Así desembocamos en una tercera reflexión conclusiva. En su estudio introductorio, el Dr. Brenner plantea con brillantez y detalle los términos de una contradicción. Por una parte, es propio de toda hegemonía explayarse en ámbitos múltiples, aunque siempre manteniendo como telón de fondo el convincente argumento de la fuerza militar: el ejemplo norteamericano es palmario a este respecto. Por otra parte, sin embargo, existen naciones cuyas presuposiciones en materia doméstica y diplomática no son de tipo “musculoso”, sino de tipo igualitario y cooperativo. En la medida en que éstas últimas están dispersas y mal organizadas, sólo pueden ponerse de acuerdo, y a veces tan sólo en contacto, “a través” de la mediación de la nación hegemónica. Pero, ¿qué pasaría si las naciones no hegemónicas se lanzan a buscar la complicidad permanente de una alianza? Brenner plantea una pregunta seria y de urticante actualidad. La pregunta se plantea pensando, y él así lo dice, en América Latina y en Japón. En su lectura infiere que el hilo conductor de este libro está tejido con los materiales de esa esperanza. Sin duda esto es cierto. También es cierto que ninguna reforma del aparato productivo, ninguna política de concertación social, ningún desarme militar doméstico podrían tener efecto como resultado de la simple voluntad de Estados particulares, por más entusiasmados que estuvieran en superar el modelo productivo fordista, la desigualdad estructural o la diplomacia de las cañoneras. Japón ya demostró que existen maneras alternativas de organizar la producción, las instituciones sociales y la cooperación internacional.

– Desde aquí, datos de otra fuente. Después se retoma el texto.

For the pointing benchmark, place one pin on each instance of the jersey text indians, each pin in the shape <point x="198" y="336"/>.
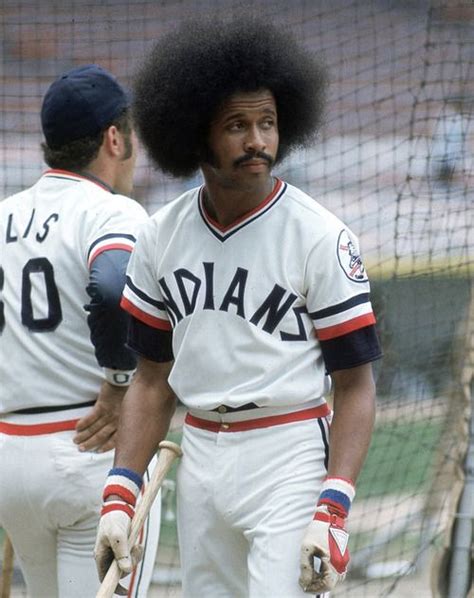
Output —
<point x="268" y="315"/>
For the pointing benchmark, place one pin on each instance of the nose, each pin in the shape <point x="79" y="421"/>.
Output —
<point x="254" y="141"/>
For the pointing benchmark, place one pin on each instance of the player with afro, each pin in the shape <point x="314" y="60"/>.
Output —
<point x="248" y="300"/>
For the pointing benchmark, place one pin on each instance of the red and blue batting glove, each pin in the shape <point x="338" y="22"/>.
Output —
<point x="326" y="538"/>
<point x="120" y="496"/>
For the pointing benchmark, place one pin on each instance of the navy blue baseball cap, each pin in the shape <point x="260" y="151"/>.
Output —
<point x="80" y="103"/>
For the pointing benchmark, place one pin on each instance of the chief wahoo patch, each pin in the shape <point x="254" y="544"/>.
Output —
<point x="349" y="258"/>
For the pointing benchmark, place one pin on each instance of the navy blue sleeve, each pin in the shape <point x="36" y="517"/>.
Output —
<point x="350" y="350"/>
<point x="149" y="342"/>
<point x="108" y="322"/>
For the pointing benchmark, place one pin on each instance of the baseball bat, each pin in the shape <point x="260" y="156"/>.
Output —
<point x="7" y="567"/>
<point x="169" y="451"/>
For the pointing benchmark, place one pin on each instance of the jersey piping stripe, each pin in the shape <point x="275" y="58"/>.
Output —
<point x="223" y="233"/>
<point x="340" y="307"/>
<point x="37" y="429"/>
<point x="152" y="321"/>
<point x="57" y="173"/>
<point x="100" y="250"/>
<point x="329" y="332"/>
<point x="129" y="240"/>
<point x="143" y="296"/>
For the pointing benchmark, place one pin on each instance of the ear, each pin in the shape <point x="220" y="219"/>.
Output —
<point x="113" y="141"/>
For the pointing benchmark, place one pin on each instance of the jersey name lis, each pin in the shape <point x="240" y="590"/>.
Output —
<point x="267" y="316"/>
<point x="12" y="230"/>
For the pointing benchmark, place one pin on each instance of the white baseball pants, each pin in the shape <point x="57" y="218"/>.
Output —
<point x="50" y="501"/>
<point x="245" y="499"/>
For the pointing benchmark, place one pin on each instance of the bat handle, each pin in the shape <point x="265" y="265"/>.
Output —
<point x="169" y="451"/>
<point x="7" y="569"/>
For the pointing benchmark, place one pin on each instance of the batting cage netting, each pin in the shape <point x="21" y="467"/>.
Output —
<point x="394" y="161"/>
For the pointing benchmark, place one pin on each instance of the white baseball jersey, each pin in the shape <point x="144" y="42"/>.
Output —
<point x="50" y="233"/>
<point x="251" y="306"/>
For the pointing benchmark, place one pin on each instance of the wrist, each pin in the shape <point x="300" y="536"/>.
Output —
<point x="337" y="495"/>
<point x="118" y="377"/>
<point x="112" y="506"/>
<point x="123" y="484"/>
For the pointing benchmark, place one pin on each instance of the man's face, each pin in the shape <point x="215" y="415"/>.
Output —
<point x="243" y="139"/>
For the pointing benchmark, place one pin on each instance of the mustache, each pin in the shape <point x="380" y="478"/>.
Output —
<point x="260" y="155"/>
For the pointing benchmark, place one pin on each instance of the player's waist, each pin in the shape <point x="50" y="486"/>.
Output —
<point x="34" y="421"/>
<point x="251" y="417"/>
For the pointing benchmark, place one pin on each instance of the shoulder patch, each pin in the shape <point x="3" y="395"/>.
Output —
<point x="349" y="258"/>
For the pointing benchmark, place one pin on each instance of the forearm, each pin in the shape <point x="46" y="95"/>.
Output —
<point x="352" y="425"/>
<point x="145" y="418"/>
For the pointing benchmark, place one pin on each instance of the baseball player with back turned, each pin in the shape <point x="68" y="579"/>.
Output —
<point x="65" y="244"/>
<point x="247" y="299"/>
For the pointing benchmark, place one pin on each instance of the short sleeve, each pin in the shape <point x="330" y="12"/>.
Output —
<point x="142" y="296"/>
<point x="338" y="300"/>
<point x="338" y="289"/>
<point x="114" y="226"/>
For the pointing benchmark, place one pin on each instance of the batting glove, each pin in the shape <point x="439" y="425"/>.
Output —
<point x="115" y="522"/>
<point x="326" y="538"/>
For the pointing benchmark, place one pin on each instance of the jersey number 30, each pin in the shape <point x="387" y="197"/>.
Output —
<point x="47" y="289"/>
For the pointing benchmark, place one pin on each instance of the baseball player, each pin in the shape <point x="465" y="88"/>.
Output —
<point x="248" y="299"/>
<point x="65" y="243"/>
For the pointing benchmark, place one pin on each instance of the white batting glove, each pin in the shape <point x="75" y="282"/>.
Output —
<point x="114" y="526"/>
<point x="326" y="539"/>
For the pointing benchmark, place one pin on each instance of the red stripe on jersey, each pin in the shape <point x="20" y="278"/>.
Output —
<point x="247" y="215"/>
<point x="329" y="332"/>
<point x="254" y="424"/>
<point x="100" y="250"/>
<point x="114" y="506"/>
<point x="152" y="321"/>
<point x="37" y="429"/>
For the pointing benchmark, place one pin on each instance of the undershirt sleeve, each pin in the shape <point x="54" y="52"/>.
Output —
<point x="149" y="342"/>
<point x="108" y="323"/>
<point x="350" y="350"/>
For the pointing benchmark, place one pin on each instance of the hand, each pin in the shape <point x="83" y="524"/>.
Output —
<point x="96" y="430"/>
<point x="112" y="543"/>
<point x="326" y="539"/>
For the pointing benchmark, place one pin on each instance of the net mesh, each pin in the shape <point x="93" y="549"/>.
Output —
<point x="394" y="161"/>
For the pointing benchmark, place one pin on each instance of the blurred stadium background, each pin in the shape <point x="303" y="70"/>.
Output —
<point x="395" y="161"/>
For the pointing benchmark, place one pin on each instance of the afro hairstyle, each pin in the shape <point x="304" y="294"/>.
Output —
<point x="192" y="70"/>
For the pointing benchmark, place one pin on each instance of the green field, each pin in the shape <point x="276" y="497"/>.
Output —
<point x="400" y="458"/>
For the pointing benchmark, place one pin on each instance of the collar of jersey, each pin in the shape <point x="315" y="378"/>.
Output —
<point x="224" y="232"/>
<point x="57" y="173"/>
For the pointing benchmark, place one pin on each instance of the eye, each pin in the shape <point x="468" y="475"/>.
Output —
<point x="237" y="125"/>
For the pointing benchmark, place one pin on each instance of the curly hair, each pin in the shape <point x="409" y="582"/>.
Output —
<point x="78" y="154"/>
<point x="192" y="70"/>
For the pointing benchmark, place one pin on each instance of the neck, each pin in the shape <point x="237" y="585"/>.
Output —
<point x="226" y="206"/>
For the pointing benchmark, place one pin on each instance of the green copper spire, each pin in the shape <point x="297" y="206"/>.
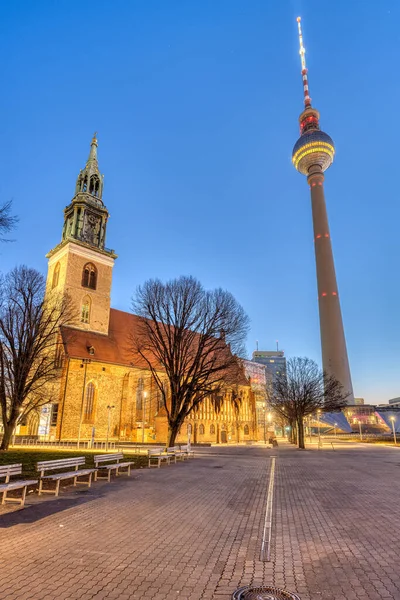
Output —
<point x="90" y="181"/>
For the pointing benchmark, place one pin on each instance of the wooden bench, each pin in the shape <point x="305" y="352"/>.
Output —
<point x="7" y="471"/>
<point x="100" y="461"/>
<point x="63" y="463"/>
<point x="172" y="452"/>
<point x="189" y="453"/>
<point x="158" y="455"/>
<point x="178" y="453"/>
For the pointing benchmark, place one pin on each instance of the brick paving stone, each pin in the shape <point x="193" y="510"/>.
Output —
<point x="193" y="531"/>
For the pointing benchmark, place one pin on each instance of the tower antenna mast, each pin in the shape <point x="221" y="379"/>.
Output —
<point x="302" y="52"/>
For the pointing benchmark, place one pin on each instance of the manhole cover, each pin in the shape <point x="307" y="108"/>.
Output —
<point x="263" y="593"/>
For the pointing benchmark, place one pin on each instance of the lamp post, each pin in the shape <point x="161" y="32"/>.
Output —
<point x="359" y="425"/>
<point x="269" y="417"/>
<point x="393" y="418"/>
<point x="319" y="428"/>
<point x="109" y="409"/>
<point x="143" y="414"/>
<point x="265" y="437"/>
<point x="84" y="364"/>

Pero su mensaje enmudecerá si no es explícitamente retomado en el plano de los acuerdos interregionales, precedidos éstos a su vez por amplios debates en círculos cada vez más extendidos. Resulta sorprendente, aunque nada novedosa, la idea misma de redefiniciones de una “tercera vía” en el sentido de la igualdad interna y de la cooperación exterior. El tiempo pasado entre que Tony Blair lanzó la idea y esta primavera (japonesa) muestran las dificulatades y limitaciones de dicho concepto. Pero no nos confundamos: se trata de una idea ingeniosa y corajuda. Es, sobre todo, una idea necesaria.